Fantastic Fest: Can Disney-Set ‘Escape From Tomorrow’ Succeed If The Mouse Won’t Roar?
Escape From Tomorrow DinseyHQ
Escape From Tomorrow
Cinetic sales rep John Sloss, whose Producers Distribution Agency is releasing the picture after it went unbought at Sundance, tells me some interested buyers were wary of crossing Disney when the film first screened. Sloss said he had offers, but Deadline has heard they were smallish and that Disney’s ire wasn’t the big factor. Getting a rise out of a corporation can be the best thing that can happen to a small film; earlier this year, the documentary Blackfish got on the map after its subject, Sea World, publicly griped about the characterization of multiple deaths involving its killer whales. Disney hasn’t made a peep, robbing Escape From Tomorrow of a lot of free publicity.

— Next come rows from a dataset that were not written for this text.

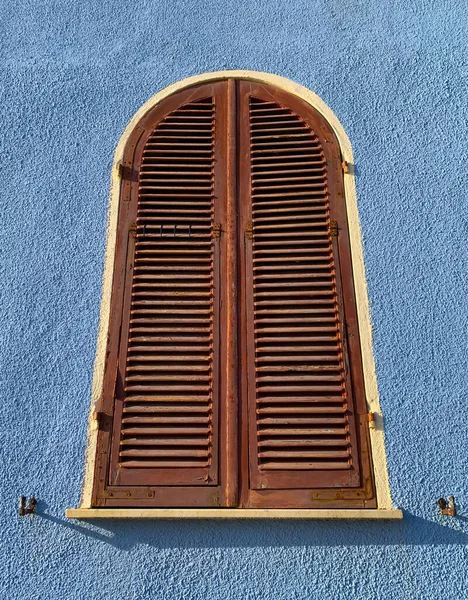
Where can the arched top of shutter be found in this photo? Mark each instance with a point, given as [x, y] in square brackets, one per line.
[138, 132]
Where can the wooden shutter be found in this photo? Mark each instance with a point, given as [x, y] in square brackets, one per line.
[306, 410]
[233, 372]
[163, 437]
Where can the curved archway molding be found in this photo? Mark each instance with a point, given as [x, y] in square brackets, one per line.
[376, 428]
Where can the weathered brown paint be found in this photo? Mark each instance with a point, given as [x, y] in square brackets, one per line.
[244, 468]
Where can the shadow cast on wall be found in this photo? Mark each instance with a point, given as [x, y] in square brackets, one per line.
[186, 533]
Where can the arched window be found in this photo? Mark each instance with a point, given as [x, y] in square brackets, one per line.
[233, 373]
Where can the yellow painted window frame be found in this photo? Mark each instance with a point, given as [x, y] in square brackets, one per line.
[384, 509]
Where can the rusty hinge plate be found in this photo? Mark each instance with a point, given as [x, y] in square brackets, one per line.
[121, 493]
[132, 228]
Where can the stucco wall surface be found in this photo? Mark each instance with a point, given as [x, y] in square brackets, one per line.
[71, 76]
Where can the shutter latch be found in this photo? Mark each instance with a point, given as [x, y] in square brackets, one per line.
[216, 230]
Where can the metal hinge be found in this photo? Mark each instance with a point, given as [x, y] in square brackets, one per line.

Shot for $650K on Canon 5D DSLRs, the film follows a character named Jim White (Roy Abramsohn), a husband and father of two who’s laid off on the last day of his family vacation. He goes awry, obsessively stalking two young French girls through Disney World and seeing evil visions in the Happiest Place on Earth. Disney’s Epcot Center becomes a backdrop for horror as Jim is detained and brainwashed in a subterranean lab beneath the park. After Sundance, Moore opted to self-release via Cinetic’s PDA, the alternative distribution label that struck gold with Oscar-nommed Banksy docu Exit Through The Gift Shop. PDA will release it theatrically on October 11 in 30-50 markets and on VOD. “I knew at Sundance it was highly unlikely Disney was going to sue,” Sloss told me. “I never expected that Disney would actually take action, and I’ve always been amused that people assume they will.”